Presiden Prabowo Tinjau Hilirisasi dan Teknologi Pertanian Modern pada Panen Raya di Karawang
Presiden Prabowo Subianto melakukan peninjauan berbagai inovasi hilirisasi dan teknologi pertanian modern dalam rangkaian kegiatan Panen Raya di Desa Kertamukti, Kab. Karawang, Provinsi Jabar, Rabu, (7/12026).
SIGAPNEWS.CO.ID | KARAWANG -- Presiden Republik Indonesia, Prabowo Subianto, meninjau langsung berbagai inovasi hilirisasi dan teknologi pertanian modern dalam rangkaian kegiatan Panen Raya yang digelar di Desa Kertamukti, Kabupaten Karawang, Provinsi Jawa Barat, pada Rabu, (7/1/2026).
Dalam peninjauan tersebut, Presiden Prabowo menyaksikan penggunaan alat dan mesin pertanian (alsintan) berbasis teknologi otonom, seperti traktor dan rice transplanter, yang dirancang untuk meningkatkan efisiensi pengolahan lahan. Kepala Negara juga melihat langsung demonstrasi drone pertanian serta pemanfaatan pompa air otomatis guna mendukung sistem irigasi yang lebih efektif dan berkelanjutan.
Selain meninjau teknologi di lapangan, Presiden Prabowo turut mengunjungi Pameran Hilirisasi Pertanian yang menampilkan beragam inovasi pengolahan hasil pertanian dan perkebunan. Dalam kesempatan tersebut, Presiden juga berkesempatan mencicipi sejumlah produk olahan hasil karya pelaku industri pertanian nasional.

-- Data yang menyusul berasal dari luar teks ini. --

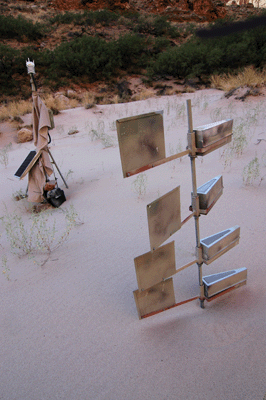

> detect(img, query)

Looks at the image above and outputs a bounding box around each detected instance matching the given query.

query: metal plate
[134,242,176,290]
[202,268,247,298]
[197,175,223,215]
[194,119,233,155]
[116,111,165,178]
[147,186,181,251]
[200,225,240,264]
[133,278,175,319]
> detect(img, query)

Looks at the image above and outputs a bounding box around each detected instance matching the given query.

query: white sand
[0,90,266,400]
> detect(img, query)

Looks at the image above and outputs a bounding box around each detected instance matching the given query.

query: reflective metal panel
[133,278,175,318]
[134,242,176,290]
[14,150,41,179]
[202,268,247,298]
[116,111,165,178]
[200,225,240,264]
[194,119,233,155]
[147,186,181,251]
[197,175,223,215]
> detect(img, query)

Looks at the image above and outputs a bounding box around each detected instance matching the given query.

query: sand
[0,89,266,400]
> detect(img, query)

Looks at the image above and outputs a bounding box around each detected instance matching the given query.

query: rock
[17,128,33,143]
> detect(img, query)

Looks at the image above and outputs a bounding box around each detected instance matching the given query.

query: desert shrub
[0,15,44,41]
[0,205,82,255]
[242,156,260,185]
[115,34,148,70]
[48,36,116,79]
[93,10,119,26]
[49,11,83,25]
[133,15,174,36]
[50,10,119,26]
[152,36,171,54]
[149,12,266,77]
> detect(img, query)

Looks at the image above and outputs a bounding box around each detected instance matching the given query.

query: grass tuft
[211,66,266,92]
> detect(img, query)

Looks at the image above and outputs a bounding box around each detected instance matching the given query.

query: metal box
[200,225,240,264]
[197,175,223,215]
[194,119,233,156]
[202,268,247,299]
[116,111,165,178]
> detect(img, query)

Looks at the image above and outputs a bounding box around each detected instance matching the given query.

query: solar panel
[14,150,41,179]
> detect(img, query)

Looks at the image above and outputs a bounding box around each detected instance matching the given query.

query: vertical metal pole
[47,147,68,189]
[187,100,205,308]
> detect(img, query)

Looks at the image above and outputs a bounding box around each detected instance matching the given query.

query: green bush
[50,10,119,26]
[149,16,266,77]
[0,15,44,41]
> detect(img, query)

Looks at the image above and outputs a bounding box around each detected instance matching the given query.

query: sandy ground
[0,90,266,400]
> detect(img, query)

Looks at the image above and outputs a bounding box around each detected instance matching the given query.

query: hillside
[0,0,261,101]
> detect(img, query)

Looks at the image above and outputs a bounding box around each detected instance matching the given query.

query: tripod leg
[47,149,68,189]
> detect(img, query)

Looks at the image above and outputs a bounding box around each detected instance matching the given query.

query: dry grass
[0,100,32,121]
[211,67,266,92]
[132,89,155,101]
[43,94,79,114]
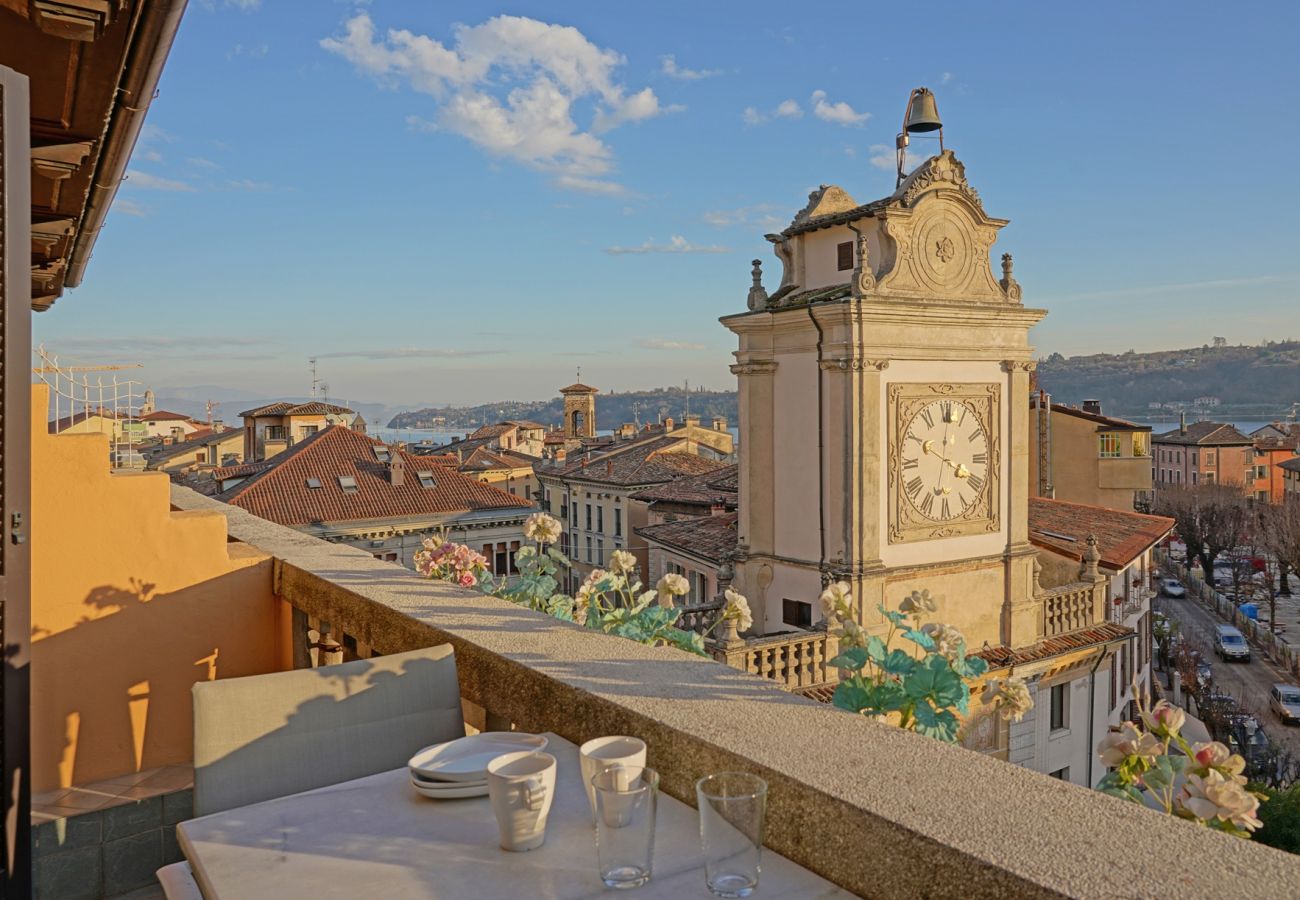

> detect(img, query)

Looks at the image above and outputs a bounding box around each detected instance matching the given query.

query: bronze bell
[902,87,944,134]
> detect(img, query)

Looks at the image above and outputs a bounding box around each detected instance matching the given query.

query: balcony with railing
[25,418,1300,897]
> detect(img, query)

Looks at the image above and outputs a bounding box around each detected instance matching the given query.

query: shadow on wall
[31,561,281,792]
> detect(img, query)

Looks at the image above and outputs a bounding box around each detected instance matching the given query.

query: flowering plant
[1097,700,1266,839]
[413,535,488,588]
[820,581,993,743]
[416,512,707,655]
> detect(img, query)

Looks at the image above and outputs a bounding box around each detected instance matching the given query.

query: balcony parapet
[172,488,1300,899]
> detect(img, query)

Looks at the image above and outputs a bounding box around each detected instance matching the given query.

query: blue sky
[35,0,1300,404]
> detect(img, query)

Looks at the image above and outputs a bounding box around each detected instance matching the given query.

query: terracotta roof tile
[971,622,1134,668]
[1030,497,1174,570]
[1151,421,1255,447]
[216,425,532,525]
[632,466,740,509]
[633,512,736,566]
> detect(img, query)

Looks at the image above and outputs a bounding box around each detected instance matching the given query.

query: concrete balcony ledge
[172,488,1300,897]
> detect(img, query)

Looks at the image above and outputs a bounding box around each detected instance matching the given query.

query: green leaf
[913,701,958,744]
[831,646,867,671]
[880,650,917,675]
[902,628,935,650]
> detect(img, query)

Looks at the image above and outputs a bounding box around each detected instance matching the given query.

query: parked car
[1214,626,1251,662]
[1269,684,1300,724]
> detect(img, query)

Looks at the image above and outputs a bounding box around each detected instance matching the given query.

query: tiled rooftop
[217,425,530,525]
[1030,497,1174,570]
[634,514,736,564]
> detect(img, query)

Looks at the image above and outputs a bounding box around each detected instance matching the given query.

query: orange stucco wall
[30,385,281,792]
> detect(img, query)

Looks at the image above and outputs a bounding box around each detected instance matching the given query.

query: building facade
[1151,421,1256,497]
[1030,391,1152,510]
[722,150,1132,783]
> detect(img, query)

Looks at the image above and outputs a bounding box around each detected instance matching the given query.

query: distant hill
[387,388,738,430]
[1037,341,1300,419]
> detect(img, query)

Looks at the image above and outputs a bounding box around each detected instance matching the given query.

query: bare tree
[1156,484,1251,584]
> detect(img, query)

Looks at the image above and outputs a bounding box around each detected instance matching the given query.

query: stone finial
[749,259,767,310]
[853,233,876,297]
[997,254,1021,300]
[1079,535,1101,581]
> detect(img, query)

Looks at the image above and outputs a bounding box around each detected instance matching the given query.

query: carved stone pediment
[863,150,1021,304]
[790,185,858,228]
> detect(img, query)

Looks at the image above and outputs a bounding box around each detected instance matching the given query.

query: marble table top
[177,734,852,900]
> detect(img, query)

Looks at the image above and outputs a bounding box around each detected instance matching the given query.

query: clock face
[888,382,1001,544]
[900,398,989,522]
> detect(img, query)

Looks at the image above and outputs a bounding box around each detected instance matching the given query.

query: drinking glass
[696,771,767,897]
[592,766,659,888]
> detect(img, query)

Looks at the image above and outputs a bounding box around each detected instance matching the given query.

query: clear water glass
[592,766,659,888]
[696,771,767,897]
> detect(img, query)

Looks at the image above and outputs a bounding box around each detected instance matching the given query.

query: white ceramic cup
[579,735,646,823]
[488,750,555,852]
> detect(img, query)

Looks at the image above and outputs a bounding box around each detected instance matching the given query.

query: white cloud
[813,91,871,125]
[637,338,709,350]
[320,12,681,194]
[605,234,731,256]
[125,169,195,192]
[112,196,150,218]
[741,100,803,125]
[703,203,784,228]
[867,144,930,173]
[660,53,723,81]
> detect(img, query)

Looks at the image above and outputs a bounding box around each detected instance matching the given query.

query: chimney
[389,453,406,488]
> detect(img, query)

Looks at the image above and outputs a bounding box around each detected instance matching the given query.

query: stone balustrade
[1043,581,1097,637]
[172,488,1300,900]
[709,631,840,691]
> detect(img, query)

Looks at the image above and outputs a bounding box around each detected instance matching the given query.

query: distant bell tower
[560,371,601,441]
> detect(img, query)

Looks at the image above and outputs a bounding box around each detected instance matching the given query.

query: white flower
[610,550,637,575]
[898,590,939,615]
[922,622,966,659]
[655,572,690,603]
[831,619,870,650]
[524,512,564,544]
[984,678,1034,722]
[723,588,754,631]
[1097,722,1165,769]
[1178,770,1264,831]
[819,581,853,620]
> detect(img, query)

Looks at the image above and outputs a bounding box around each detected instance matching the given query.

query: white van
[1214,626,1251,662]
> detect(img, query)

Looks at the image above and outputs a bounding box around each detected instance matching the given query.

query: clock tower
[722,150,1045,648]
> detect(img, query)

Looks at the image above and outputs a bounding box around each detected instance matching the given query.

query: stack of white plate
[408,731,546,800]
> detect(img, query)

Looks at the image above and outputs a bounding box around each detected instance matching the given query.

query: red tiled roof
[632,464,740,509]
[633,512,736,566]
[971,622,1134,668]
[218,425,532,525]
[543,437,727,485]
[1151,421,1255,447]
[1030,497,1174,570]
[239,401,356,419]
[1030,395,1151,432]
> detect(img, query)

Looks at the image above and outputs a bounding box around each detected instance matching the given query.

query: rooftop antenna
[894,87,944,187]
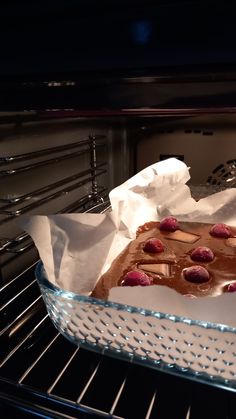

Salah satu inovasi yang menarik perhatian adalah pengembangan produk gambir. Muhammad Makky dari Universitas Andalas menjelaskan bahwa gambir merupakan tanaman endemik Indonesia dengan potensi strategis yang sangat besar.
“Gambir merupakan satu-satunya tanaman yang dapat tumbuh di Indonesia dan tidak dapat ditumbuhkan di negara lain. Ini menjadi keunggulan strategis karena tidak memiliki pesaing dari negara lain,” ujarnya.
Ia menjelaskan bahwa gambir diolah dari daun yang direbus dan diperas hingga menghasilkan getah berbentuk pasta, kemudian mengeras menjadi bongkahan. Di dalam bongkahan tersebut terkandung dua komponen aktif utama, yaitu tanin dan katekin, yang memiliki nilai tinggi dan sangat dibutuhkan di pasar global.
Namun demikian, Muhammad Makky menyoroti bahwa selama ini Indonesia masih mengekspor gambir dalam bentuk bahan mentah, sehingga nilai tambah ekonomi justru lebih banyak dinikmati oleh negara pengolah.
“Harapannya, Bapak Presiden melalui para pembantu Presiden, kementerian, dan struktur terkait dapat memberikan dukungan serta membuka peluang pengembangan industri hilirisasi gambir di dalam negeri, khususnya di sentra produksi seperti Sumatra Barat dan Sumatra Utara,” tuturnya.
Langkah hilirisasi ini diharapkan mampu meningkatkan nilai tambah produk pertanian nasional, memperkuat industri dalam negeri, serta meningkatkan kesejahteraan petani.